To investigate the effects of non-implementation of the internal audit recommendations.
Research Objectives
1) To discuss the value of the recommendations made by the internal audit.
2) To investigate the factors hindering the implementation of the recommendation.
3) To establish the ways to persuade the management to implement the recommendations.
4) To identify the effects of not implementing the internal audit function recommendations.
The following sections present results and discussion on what emerged from previous studies conducted by other scholars on non-implementation of internal audit recommendations in an organization. The issues that are going to be discussed are as follows:
1. Factors hindering the implementation of internal audit recommendations.
2. Ways of persuading management to implement recommendations made by internal auditors.
3. Value of internal audit recommendations.
4. Effects of not implementing internal audit recommendations.
The researchers scrutinized studies on non-implementation of internal audit recommendation.
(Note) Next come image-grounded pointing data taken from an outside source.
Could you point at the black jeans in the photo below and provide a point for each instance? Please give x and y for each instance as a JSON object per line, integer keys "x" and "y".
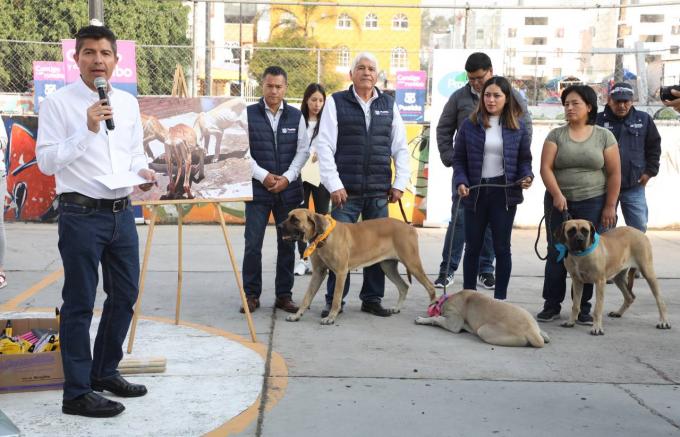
{"x": 555, "y": 282}
{"x": 490, "y": 210}
{"x": 257, "y": 216}
{"x": 322, "y": 199}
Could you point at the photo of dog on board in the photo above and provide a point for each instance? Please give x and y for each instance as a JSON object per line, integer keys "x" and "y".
{"x": 198, "y": 147}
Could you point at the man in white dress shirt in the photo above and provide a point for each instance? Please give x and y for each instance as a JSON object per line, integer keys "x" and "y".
{"x": 279, "y": 147}
{"x": 96, "y": 224}
{"x": 360, "y": 133}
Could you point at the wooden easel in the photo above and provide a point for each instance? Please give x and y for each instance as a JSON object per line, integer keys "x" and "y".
{"x": 179, "y": 89}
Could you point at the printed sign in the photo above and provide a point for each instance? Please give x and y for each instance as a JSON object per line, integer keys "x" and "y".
{"x": 48, "y": 76}
{"x": 410, "y": 95}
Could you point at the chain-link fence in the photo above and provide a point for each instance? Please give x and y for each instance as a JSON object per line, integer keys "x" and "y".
{"x": 228, "y": 44}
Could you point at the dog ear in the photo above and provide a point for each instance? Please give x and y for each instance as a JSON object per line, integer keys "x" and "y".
{"x": 592, "y": 233}
{"x": 319, "y": 224}
{"x": 559, "y": 234}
The study found that the major factors affecting the implementation of audit recommendations are financial constraints, time and the lack of follow ups. Other authors were also of the view that institutions do not have sufficient financial resources targeted towards implementation of audit recommendations and also manpower to supervise and follow up on the progress of the implementation process. Furthermore, it was found that independence and objectivity affect the implementation of internal audit recommendations. Some of the scholars outlined that lack of management support hinders the effective implementation of internal audit recommendations.
The information and statistics in this current study may not give a true reflection of what is taking place in each and every organization since the study focused on literature review only. The other limitation factor is that the data gathered in this current study on non-implementation of internal audit recommendations in an organization may not be very rich since the authors were just reviewing literature on previous studies conducted and there was no room to probe since it was not an empirical study. The authors are therefore going to submit another empirical manuscript to the same journal and it is almost finished.
Below are the recommendations which the researchers came up with based on the findings explained above:
1) Management is encouraged to seriously consider recommendations given and implement them to ensure audit risk is reduced and better financial performance for their companies.
2) Management should also be accountable for non-implementations’ of recommendations made to them by the internal auditors without good and concrete reasons.
The study was focused on non-implementation of internal audit recommendations in an organization, but did not find out the costs of operating the IAF. The researcher therefore suggests that further research be done on the cost of having the IAF and the effects of the costs on the financial performance of organizations.